La Mauritanie, à l’instar de la communauté internationale, célèbre comme chaque année le 11 juillet, la Journée mondiale de la population. Le thème retenu cette année, « Accès équitable à la planification familiale ».

Campagne nationale sur la planification familiale 2020 (Centre de santé de Toujounine) – Crédit Aidara

La Journée mondiale de la population (JMP), célébrée ce dimanche 11 juillet 2021 sous le thème « Accès équitable à la planification familiale », sera marquée par un échange de discours entre le Ministre des Affaires Economiques et de la Promotion des Secteurs Productifs, M. Kane Ousmane, et le Représentant résident du Fonds des Nations Unies pour la Population (UNFPA) en Mauritanie, M. Saidou Kaboré.

L’occasion d’évoquer la persistance de la pandémie Covid-19, pour la deuxième année consécutive, et les difficultés provoquées par cette crise.

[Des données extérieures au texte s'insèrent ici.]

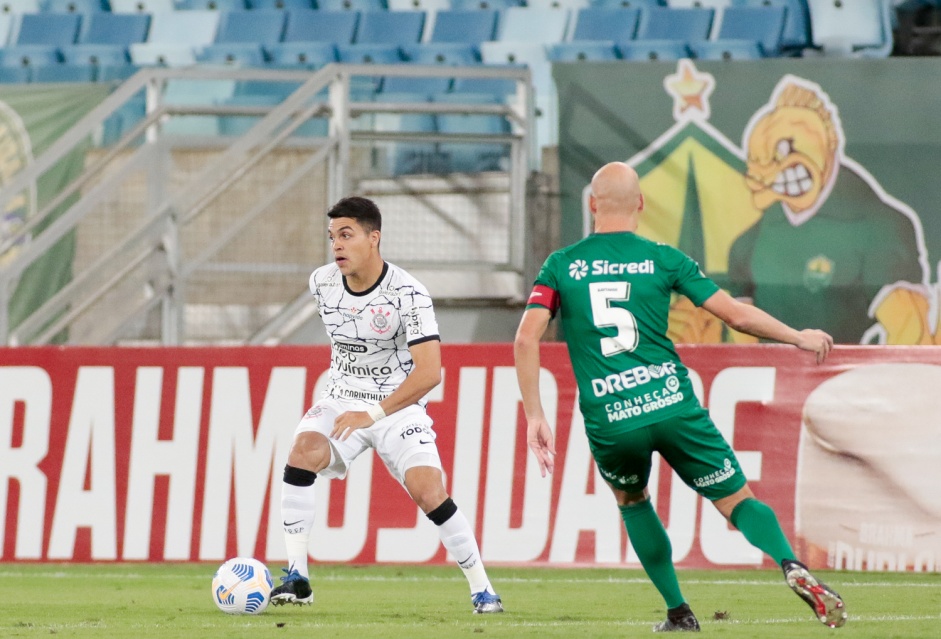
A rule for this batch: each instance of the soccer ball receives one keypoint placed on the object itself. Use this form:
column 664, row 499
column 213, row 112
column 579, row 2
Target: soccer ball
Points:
column 241, row 586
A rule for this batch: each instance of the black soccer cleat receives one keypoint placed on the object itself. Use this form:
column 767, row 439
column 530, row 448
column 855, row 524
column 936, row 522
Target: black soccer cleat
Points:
column 679, row 619
column 826, row 604
column 486, row 602
column 295, row 589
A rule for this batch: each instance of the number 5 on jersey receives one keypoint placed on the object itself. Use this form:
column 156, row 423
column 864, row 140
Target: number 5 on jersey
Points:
column 605, row 315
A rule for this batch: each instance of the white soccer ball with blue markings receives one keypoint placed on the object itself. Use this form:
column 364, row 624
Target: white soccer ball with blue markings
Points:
column 241, row 586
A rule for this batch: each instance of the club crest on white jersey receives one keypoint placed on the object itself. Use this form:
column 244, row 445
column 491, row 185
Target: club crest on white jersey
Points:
column 370, row 332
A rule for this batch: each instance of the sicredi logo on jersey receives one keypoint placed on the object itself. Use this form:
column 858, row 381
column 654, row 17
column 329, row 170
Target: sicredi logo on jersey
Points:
column 579, row 268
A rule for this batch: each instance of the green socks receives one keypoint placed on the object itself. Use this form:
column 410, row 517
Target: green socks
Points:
column 760, row 526
column 653, row 548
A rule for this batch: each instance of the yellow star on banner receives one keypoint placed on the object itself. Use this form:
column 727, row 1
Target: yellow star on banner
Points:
column 690, row 90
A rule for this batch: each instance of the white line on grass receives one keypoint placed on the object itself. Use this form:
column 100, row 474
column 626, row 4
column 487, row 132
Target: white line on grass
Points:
column 328, row 576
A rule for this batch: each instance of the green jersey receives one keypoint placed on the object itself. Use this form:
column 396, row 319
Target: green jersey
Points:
column 613, row 292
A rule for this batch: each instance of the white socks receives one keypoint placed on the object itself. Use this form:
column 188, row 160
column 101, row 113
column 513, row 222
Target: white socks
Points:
column 458, row 538
column 297, row 517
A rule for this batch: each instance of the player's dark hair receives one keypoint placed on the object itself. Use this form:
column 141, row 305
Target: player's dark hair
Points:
column 361, row 209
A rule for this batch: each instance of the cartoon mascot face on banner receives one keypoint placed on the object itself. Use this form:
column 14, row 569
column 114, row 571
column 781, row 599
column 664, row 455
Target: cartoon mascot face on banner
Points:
column 794, row 149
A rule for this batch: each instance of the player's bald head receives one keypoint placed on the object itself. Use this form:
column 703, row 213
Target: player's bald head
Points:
column 616, row 188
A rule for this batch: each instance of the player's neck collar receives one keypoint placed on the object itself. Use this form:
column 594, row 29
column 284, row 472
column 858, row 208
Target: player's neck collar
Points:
column 382, row 276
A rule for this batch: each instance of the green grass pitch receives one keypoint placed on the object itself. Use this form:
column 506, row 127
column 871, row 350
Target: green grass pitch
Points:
column 161, row 601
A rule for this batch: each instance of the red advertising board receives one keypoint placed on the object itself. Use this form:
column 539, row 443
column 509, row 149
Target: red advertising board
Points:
column 176, row 454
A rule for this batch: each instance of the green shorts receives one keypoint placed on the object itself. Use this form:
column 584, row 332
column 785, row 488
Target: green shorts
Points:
column 689, row 442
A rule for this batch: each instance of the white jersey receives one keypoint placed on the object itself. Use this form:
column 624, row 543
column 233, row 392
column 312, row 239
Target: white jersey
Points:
column 370, row 332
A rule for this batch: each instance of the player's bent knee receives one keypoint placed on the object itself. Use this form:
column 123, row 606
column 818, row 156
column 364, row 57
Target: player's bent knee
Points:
column 311, row 451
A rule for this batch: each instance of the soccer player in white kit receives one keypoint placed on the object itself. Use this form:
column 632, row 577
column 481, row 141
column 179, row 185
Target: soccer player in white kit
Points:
column 386, row 356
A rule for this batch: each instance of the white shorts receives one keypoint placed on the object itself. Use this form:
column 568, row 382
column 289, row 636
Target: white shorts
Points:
column 402, row 440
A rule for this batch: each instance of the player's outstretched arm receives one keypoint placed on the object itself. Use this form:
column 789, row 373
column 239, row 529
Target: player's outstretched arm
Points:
column 749, row 319
column 526, row 353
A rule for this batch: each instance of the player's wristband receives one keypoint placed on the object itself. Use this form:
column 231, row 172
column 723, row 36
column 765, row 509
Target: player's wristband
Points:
column 375, row 411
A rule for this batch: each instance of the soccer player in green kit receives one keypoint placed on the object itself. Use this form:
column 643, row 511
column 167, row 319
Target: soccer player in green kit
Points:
column 612, row 291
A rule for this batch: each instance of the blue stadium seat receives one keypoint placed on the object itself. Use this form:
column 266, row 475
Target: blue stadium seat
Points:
column 370, row 54
column 175, row 37
column 211, row 5
column 96, row 55
column 63, row 73
column 114, row 28
column 522, row 24
column 626, row 4
column 6, row 23
column 281, row 5
column 265, row 26
column 142, row 6
column 162, row 54
column 29, row 55
column 465, row 26
column 57, row 29
column 195, row 27
column 572, row 5
column 419, row 5
column 390, row 27
column 14, row 75
column 726, row 50
column 365, row 86
column 616, row 25
column 241, row 54
column 321, row 26
column 699, row 4
column 452, row 53
column 654, row 50
column 310, row 55
column 76, row 6
column 513, row 53
column 20, row 6
column 394, row 87
column 860, row 28
column 796, row 34
column 351, row 5
column 577, row 51
column 686, row 25
column 471, row 5
column 763, row 24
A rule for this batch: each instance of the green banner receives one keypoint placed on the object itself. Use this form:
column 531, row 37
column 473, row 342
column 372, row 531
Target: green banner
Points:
column 801, row 185
column 32, row 117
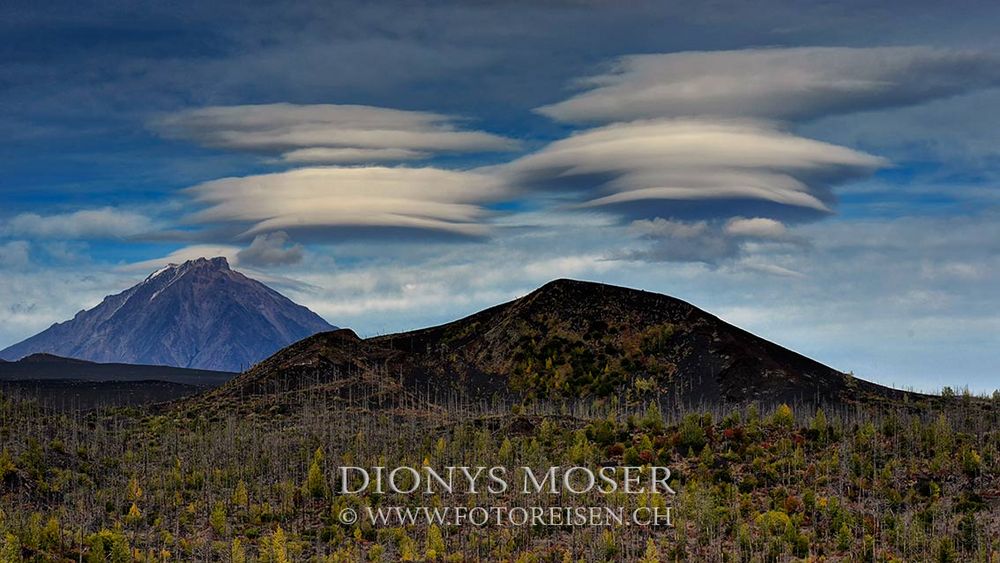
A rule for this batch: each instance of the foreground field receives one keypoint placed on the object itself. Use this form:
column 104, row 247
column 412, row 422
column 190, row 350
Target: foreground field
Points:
column 903, row 484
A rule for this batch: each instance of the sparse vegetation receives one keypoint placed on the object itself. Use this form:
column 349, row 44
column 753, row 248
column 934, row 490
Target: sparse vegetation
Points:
column 754, row 483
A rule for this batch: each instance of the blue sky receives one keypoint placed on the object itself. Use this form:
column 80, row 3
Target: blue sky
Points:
column 823, row 174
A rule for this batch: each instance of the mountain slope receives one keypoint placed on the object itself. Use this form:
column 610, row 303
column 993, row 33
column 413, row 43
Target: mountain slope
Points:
column 199, row 314
column 566, row 339
column 39, row 367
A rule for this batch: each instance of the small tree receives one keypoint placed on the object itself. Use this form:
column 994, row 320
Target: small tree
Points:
column 237, row 553
column 316, row 484
column 217, row 519
column 241, row 497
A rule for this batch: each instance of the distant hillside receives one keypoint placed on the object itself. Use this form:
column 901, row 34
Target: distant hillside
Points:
column 566, row 339
column 71, row 383
column 48, row 367
column 199, row 314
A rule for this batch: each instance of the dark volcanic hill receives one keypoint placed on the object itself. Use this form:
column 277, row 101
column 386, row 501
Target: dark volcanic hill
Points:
column 72, row 384
column 39, row 367
column 199, row 314
column 566, row 339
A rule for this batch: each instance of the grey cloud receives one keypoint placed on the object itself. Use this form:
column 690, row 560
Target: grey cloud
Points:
column 709, row 242
column 693, row 168
column 356, row 201
column 14, row 254
column 270, row 249
column 104, row 222
column 328, row 132
column 785, row 84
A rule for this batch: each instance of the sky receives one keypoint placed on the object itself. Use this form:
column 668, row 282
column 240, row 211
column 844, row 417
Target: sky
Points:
column 823, row 174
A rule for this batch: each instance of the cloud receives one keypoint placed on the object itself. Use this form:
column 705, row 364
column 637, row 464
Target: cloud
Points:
column 101, row 223
column 182, row 255
column 270, row 250
column 783, row 84
column 693, row 169
column 757, row 227
column 14, row 254
column 676, row 241
column 327, row 132
column 347, row 202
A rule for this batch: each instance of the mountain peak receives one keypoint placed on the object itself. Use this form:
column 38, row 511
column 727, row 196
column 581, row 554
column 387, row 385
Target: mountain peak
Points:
column 198, row 314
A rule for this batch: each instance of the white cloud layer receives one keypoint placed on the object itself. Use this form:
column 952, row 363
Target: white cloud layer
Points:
column 354, row 200
column 785, row 84
column 328, row 133
column 271, row 249
column 104, row 222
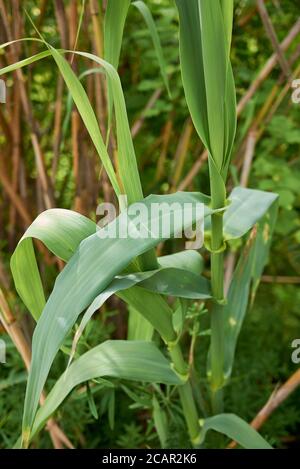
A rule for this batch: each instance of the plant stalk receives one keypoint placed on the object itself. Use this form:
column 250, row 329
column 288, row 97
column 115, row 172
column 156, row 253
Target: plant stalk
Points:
column 186, row 395
column 217, row 320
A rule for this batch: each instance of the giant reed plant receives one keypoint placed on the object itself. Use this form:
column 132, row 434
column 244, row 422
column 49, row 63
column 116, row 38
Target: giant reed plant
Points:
column 98, row 268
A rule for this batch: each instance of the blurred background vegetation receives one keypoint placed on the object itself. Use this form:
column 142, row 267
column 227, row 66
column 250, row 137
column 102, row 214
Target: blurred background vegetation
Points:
column 47, row 160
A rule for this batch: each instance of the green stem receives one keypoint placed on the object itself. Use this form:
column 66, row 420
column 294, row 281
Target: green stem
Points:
column 217, row 320
column 186, row 395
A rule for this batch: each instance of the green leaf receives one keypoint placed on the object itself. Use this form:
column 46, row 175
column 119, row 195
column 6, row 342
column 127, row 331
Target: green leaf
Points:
column 87, row 274
column 114, row 22
column 146, row 13
column 160, row 422
column 61, row 231
column 248, row 272
column 137, row 361
column 166, row 281
column 205, row 36
column 247, row 206
column 235, row 428
column 81, row 100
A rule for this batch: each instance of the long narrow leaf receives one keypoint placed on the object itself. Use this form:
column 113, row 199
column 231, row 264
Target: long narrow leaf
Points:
column 235, row 428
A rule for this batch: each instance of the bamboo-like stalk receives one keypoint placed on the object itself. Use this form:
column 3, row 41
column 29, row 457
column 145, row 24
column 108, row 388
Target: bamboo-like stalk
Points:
column 279, row 395
column 39, row 157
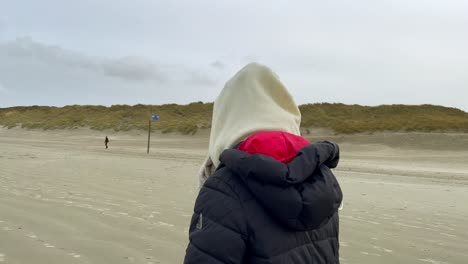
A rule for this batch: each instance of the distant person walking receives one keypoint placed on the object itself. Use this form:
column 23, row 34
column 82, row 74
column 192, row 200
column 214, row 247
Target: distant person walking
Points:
column 267, row 195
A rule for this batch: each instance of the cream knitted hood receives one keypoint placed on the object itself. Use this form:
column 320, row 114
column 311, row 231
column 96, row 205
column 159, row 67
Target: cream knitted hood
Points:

Il s’agit notamment de ses conséquences sur le système de santé, notamment la santé sexuelle et reproductive. Il est question notamment des retards de grossesse dû à l’incertitude économique, aux perturbations dans les livraisons de contraceptifs et l’augmentation des grossesses non planifiées chez les femmes les plus vulnérables. Environ 12 millions de femmes ont subi des perturbations dans leurs services de planification familiale, selon une étude de l’UNFPA.

Des inquiétudes persistent surtout par rapport au changement dans les taux de fécondité, d’où des risques d’atteinte aux droits fondamentaux des femmes et l’adoption de politiques pouvant être néfastes à la contraception. La priorité, selon l’UNFPA doit être donnée aux droits et à la santé reproductive, avec une garantie de l’accès à l’information et aux services de santé maternelle, néonatale et infanto-juvénile. Une étude médicale souligne d’ailleurs l’augmentation des décès maternels et de la morbidité depuis le début de la pandémie. La Mauritanie qui affiche l’un des taux les plus élevés de mortalité maternelle, 582 pour 100.000 naissances vivantes, ne peut se permettre ainsi une rupture dans l’offre de services en santé de la reproduction.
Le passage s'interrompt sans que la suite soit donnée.